ALFA: Agglomerative Late Fusion Algorithm for Object Detection
This work addresses the challenge of enhancing object detection performance for computer vision applications by effectively fusing outputs from multiple detectors, representing an incremental improvement over existing fusion methods.
The paper tackles the problem of improving object detection accuracy by proposing ALFA, a novel late fusion algorithm that combines predictions from multiple detectors using agglomerative clustering, achieving state-of-the-art results on PASCAL VOC datasets with up to 32% lower error than the best individual detectors.
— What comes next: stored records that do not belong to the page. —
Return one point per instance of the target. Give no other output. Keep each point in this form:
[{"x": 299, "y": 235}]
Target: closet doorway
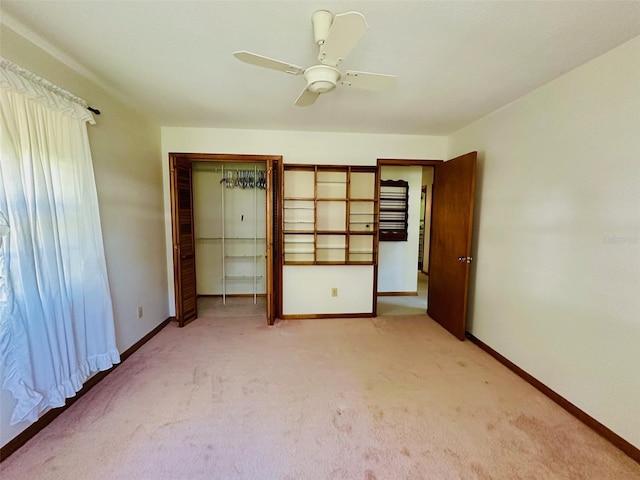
[{"x": 224, "y": 211}]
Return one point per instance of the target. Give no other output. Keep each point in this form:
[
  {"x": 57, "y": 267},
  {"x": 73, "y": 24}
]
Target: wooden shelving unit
[
  {"x": 330, "y": 215},
  {"x": 394, "y": 210}
]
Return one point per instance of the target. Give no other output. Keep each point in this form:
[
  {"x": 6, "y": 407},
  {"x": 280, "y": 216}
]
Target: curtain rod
[{"x": 23, "y": 72}]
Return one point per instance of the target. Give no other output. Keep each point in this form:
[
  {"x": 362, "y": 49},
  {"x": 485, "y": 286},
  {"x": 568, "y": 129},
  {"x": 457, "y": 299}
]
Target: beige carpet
[
  {"x": 405, "y": 305},
  {"x": 383, "y": 398}
]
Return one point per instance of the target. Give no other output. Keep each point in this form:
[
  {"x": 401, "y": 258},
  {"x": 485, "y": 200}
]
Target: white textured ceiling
[{"x": 455, "y": 61}]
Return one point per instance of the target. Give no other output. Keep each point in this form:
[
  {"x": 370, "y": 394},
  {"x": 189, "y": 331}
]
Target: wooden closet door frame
[{"x": 273, "y": 166}]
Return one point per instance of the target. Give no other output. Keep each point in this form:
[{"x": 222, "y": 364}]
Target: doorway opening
[
  {"x": 224, "y": 222},
  {"x": 229, "y": 218},
  {"x": 404, "y": 291}
]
We propose ALFA - a novel late fusion algorithm for object detection. ALFA is based on agglomerative clustering of object detector predictions taking into consideration both the bounding box locations and the class scores. Each cluster represents a single object hypothesis whose location is a weighted combination of the clustered bounding boxes. ALFA was evaluated using combinations of a pair (SSD and DeNet) and a triplet (SSD, DeNet and Faster R-CNN) of recent object detectors that are close to the state-of-the-art. ALFA achieves state of the art results on PASCAL VOC 2007 and PASCAL VOC 2012, outperforming the individual detectors as well as baseline combination strategies, achieving up to 32% lower error than the best individual detectors and up to 6% lower error than the reference fusion algorithm DBF - Dynamic Belief Fusion.